Restitution in Criminal and Civil Matters

A phenomenon of late has been that of a motorist who has managed to drive an SUV through the front of a convenience store or the local pizza joint. If it is determined that the hapless driver was found to be driving under the influence or acting in a negligent manner, he will most likely find himself the subject of legal proceedings on two sides of the justice system, civil and criminal. On the criminal side there are violations of DUI laws or even assault laws. On the civil side there may be claims relating to property damage stemming from wrecked autos, shattered storefronts, or physical injuries. Victims of the incident including the property owner are entitled to compensation for economic losses associated with the mishap.

Victims often incur costs and expenses following this type of accident as well as other violent crimes and may need medical care for his physical injuries, and mental health care for his trauma. When a criminal defendant is successfully prosecuted, some of these costs could be reimbursed through restitution. Restitution is a court process in which criminal defendants who have been convicted have to pay money to their victims to cover any losses or injuries the victims suffered and will suffer as a result of the crime. Additionally, California has a victim compensation program (“CalVCP”) that pays claims of people who are victims of crimes like domestic violence, assault, drunk driving, homicide, and sexual assault.

Underage DUI in California

For adults, California BAC limit (0.08) is the same as many other BAC limits across the United States.
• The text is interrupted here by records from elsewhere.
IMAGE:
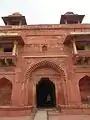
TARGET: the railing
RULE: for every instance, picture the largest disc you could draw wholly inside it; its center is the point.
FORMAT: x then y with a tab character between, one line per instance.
85	53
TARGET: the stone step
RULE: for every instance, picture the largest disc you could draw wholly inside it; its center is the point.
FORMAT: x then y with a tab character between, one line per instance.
41	115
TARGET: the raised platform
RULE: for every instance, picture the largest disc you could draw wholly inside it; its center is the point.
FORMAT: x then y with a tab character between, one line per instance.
83	109
12	111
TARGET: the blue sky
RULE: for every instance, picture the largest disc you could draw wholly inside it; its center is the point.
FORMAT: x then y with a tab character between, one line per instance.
44	11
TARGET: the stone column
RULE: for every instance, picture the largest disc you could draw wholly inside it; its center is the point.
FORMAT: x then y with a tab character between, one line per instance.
74	47
14	48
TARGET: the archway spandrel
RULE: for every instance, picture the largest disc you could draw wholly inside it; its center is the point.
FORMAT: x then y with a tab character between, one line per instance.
43	64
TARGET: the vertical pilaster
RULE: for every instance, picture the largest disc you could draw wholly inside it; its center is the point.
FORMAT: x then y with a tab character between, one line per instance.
74	47
14	48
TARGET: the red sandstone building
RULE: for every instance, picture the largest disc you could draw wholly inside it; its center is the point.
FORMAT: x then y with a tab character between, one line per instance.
44	65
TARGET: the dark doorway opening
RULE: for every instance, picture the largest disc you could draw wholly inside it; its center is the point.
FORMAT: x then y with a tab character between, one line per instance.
45	94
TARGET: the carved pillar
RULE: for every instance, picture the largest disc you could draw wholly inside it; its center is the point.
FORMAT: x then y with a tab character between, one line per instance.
14	48
74	47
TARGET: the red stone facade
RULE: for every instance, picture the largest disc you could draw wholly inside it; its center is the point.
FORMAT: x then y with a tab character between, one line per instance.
45	51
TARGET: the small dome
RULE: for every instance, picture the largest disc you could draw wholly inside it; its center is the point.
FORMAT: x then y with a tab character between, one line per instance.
69	13
16	14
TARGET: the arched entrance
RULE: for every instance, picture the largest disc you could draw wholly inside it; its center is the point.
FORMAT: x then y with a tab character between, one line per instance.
5	92
45	93
84	85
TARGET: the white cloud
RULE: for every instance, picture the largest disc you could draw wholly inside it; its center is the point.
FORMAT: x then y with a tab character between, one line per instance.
44	11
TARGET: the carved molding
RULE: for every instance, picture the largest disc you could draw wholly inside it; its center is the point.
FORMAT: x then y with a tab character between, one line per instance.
42	64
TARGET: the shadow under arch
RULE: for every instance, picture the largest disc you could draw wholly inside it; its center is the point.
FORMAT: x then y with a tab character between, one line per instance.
5	91
45	93
84	86
42	64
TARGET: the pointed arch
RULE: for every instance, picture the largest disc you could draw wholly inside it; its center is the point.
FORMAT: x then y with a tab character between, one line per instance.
5	92
84	86
43	64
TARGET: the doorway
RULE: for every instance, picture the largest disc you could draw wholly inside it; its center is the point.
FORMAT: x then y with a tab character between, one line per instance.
45	94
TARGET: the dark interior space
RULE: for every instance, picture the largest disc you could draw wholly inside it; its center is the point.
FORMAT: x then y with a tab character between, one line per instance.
45	94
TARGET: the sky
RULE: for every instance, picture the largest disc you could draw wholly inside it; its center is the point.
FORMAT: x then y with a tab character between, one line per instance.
44	11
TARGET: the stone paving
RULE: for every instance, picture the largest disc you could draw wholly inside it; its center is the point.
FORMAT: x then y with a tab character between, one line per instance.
41	115
70	117
16	118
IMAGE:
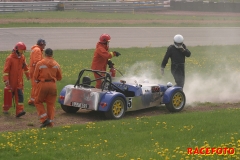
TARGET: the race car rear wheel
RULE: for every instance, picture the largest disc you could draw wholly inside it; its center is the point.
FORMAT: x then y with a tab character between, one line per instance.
69	109
117	109
177	101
However, under California’s “Zero Tolerance Law” persons under 21 may not drive with a blood alcohol concentration level (BAC) of .01 or higher. Compare this with the state limit for adult drivers of vehicles requiring a commercial driver’s license who may legally drive with a BAC of just under .04 percent. The geriatric driver of an eighteen wheeler can have a beer or two and probably still legally drive while a seventeen-year-old drinking the same amount may be subject to an underage DUI. Under state law drivers under 21 may not consume alcohol in any form. Or cough syrup, or prescription drugs for that matter.

For underage drivers convicted of a DUI, the consequences may reach, at least in their estimation, existential proportions. A judge may choose to confiscate an underage driver’s vehicle, often the very center of their existence. Drivers under 18 years of age that are convicted of DUI will lose their license for a year OR until their 18th birthday, whichever is greater. In all cases, the driver will have to pay fines of several thousand dollars, attend driving safety and alcohol/drug abuse classes, will have to prove financial responsibility.

Juvenile Crime And Court Proceedings

When a juvenile (a person under the age of 18) commits a crime, the act is usually dealt with through the juvenile justice system rather than the criminal justice system which deals with those over 18. In some cases, the juvenile may be found unfit for juvenile court proceedings, in which case, the minor’s case will be transferred to the criminal justice system.

The juvenile justice system deals with offenses that are largely the same as those dealt with in adult courts. In California, for example, theft and burglary are crimes, and a juvenile who commits these offenses can face juvenile charges. Under state law, when a person under the age of 18 is alleged to have committed a crime, the judicial process under which the child is prosecuted, called a delinquency proceeding, is a civil action rather than a criminal matter. A juvenile convicted of a theft offense is considered a delinquent.